Private, international school in Putrajaya, Malaysia

Nexus International School Malaysia is a private international school established in 2008 and based in Putrajaya, Malaysia. Part of the Taylor's Education Group, the school offers boarding facilities and education for Early Years, Primary, Secondary, and Pre-university students.

==Leadership==
The principal of Nexus International School Malaysia is Morag McCrorie. The senior leadership team consists of Head of Primary is Kerry Legg, Head of Secondary is Morag McCrorie, and the Director of Boarding is Sandie Fowler.

==Accreditations==
Nexus is authorised and accredited by the following institutions and associations:
- Apple Distinguished School
- International Primary Curriculum (IPC) at Mastering Level
- Council of International Schools
- International Baccalaureate
- Boarding Schools' Association
- Australian Boarding Schools' Association
- Cambridge International Examinations
- College Board

==Curriculum==
The Early Years in Nexus is open for learners from nursery to reception level, where the International Early Years Curriculum (IEYC) is the choice of programme. For Primary level, the school incorporates the International Primary Curriculum (IPC) catered for Year 1 to Year 6 students. For Secondary level, the school offers the Middle School Program for Years 7–9, the International General Certificate of Secondary Education (IGCSE) for Years 10–11. In pre-university, the International Baccalaureate Diploma Programme (IB) is offered for Years 12–13.

In 2014, the school was appointed to deliver The Duke of Edinburgh's International Award. Nexus is also a member of the Australian Boarding Schools' Association (ABSA), Boarding Schools' Association (BSA), Council of International Schools (CIS), and the College Board.

The school was awarded Mastering Status for its delivery of the IPC.

==Co-curricular activities==
The co-curricular activities (CCA) in Nexus are sectioned into traditional team sports, individual sports, and arts and crafts projects. The program includes football, basketball, rock climbing, Taekwondo, archery, wakeboarding, clay making, and knitting classes.
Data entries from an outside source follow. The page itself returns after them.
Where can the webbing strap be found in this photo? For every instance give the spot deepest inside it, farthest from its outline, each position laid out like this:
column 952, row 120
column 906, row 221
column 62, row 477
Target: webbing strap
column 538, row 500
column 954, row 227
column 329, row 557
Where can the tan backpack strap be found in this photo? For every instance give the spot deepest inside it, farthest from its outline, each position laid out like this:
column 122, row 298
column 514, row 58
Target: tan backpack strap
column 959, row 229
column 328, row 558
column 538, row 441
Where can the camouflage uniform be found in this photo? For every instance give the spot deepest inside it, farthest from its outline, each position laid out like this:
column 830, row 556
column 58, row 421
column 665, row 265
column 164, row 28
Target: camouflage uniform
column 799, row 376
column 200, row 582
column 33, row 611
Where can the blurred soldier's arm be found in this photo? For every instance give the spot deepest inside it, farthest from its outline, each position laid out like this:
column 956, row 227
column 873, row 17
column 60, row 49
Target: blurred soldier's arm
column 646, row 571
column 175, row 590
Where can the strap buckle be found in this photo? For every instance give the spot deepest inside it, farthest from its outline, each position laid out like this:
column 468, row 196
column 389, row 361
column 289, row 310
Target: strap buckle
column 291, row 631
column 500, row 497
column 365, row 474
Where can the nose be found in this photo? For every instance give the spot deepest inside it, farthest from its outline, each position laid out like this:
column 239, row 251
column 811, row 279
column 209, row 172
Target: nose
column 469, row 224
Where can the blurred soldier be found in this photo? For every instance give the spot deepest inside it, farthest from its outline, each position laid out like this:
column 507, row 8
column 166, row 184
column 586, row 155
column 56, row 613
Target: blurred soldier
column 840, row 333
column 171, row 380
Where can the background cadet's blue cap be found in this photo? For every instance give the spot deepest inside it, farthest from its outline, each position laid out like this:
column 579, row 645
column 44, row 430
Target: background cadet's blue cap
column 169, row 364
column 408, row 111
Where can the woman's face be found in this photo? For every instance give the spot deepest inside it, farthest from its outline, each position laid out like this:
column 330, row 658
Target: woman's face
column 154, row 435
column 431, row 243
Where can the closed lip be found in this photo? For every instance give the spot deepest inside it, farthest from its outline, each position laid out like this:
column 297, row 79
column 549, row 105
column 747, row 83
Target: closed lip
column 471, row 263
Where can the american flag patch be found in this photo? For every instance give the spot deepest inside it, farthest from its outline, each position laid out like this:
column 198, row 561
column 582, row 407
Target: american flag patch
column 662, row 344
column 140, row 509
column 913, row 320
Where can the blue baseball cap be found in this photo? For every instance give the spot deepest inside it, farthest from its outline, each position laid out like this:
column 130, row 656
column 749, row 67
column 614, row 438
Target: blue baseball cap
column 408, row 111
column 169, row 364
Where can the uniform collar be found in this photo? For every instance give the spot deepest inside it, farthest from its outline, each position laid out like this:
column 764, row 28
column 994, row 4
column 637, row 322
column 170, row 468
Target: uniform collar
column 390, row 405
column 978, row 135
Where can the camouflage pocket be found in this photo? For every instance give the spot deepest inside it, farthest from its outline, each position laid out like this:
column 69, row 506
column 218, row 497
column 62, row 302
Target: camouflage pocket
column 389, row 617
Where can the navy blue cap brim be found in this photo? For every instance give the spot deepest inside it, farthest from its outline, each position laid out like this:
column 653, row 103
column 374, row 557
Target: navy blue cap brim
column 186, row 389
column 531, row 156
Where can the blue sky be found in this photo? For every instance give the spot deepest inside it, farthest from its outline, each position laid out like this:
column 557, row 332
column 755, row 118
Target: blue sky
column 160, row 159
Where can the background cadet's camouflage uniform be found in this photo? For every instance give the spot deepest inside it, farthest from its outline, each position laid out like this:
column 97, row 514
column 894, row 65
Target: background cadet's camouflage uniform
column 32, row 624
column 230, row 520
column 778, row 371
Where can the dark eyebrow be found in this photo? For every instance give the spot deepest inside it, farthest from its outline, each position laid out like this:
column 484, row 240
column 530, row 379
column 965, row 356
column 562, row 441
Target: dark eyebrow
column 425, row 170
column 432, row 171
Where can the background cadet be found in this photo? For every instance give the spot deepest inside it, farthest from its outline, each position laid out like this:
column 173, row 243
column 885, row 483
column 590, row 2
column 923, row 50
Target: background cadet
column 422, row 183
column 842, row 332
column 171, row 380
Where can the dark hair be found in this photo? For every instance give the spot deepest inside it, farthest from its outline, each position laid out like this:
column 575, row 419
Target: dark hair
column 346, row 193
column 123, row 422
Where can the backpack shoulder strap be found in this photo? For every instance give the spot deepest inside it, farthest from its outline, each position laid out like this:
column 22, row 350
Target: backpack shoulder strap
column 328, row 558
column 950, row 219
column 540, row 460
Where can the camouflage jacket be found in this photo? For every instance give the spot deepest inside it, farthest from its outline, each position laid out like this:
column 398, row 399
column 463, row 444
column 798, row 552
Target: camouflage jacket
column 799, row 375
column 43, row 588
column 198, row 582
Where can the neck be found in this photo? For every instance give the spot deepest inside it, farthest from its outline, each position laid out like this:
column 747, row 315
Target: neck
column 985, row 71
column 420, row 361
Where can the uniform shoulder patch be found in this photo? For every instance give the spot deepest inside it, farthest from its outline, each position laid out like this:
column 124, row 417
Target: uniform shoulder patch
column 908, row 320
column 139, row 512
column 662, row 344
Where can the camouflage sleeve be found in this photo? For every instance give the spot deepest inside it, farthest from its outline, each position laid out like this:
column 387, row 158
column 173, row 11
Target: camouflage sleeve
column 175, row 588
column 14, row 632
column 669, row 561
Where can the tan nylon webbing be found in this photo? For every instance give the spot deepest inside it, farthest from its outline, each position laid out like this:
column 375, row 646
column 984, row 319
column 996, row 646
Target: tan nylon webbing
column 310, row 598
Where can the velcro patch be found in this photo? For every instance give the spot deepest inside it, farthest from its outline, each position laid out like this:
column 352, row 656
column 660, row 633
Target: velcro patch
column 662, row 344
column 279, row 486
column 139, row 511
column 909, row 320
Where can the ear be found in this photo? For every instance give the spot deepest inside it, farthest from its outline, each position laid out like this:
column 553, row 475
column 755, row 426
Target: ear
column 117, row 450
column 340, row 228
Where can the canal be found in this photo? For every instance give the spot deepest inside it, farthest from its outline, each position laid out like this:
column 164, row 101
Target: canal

Nexus also organises a range of performing arts programs that encourage the development of creative talents and arts expressions.

==Campus and facilities==
Nexus School consists of classrooms, labs, and administrative buildings. The on-campus facilities include a swimming pool, tennis courts, football field, indoor gym, multipurpose hall, fully equipped auditorium, two-tiered library, and boarding facilities. It also has a cafeteria, dining room, drama and dance studio, classrooms, sports field, indoor gymnasium, multipurpose, café, play area, rock wall, music room, sound, and film studio.

==Nexus Boarding House==
Nexus Boarding House is a boarding facility for students between the ages of 10 and 18. It includes routine activities, after-school activities and weekend activities.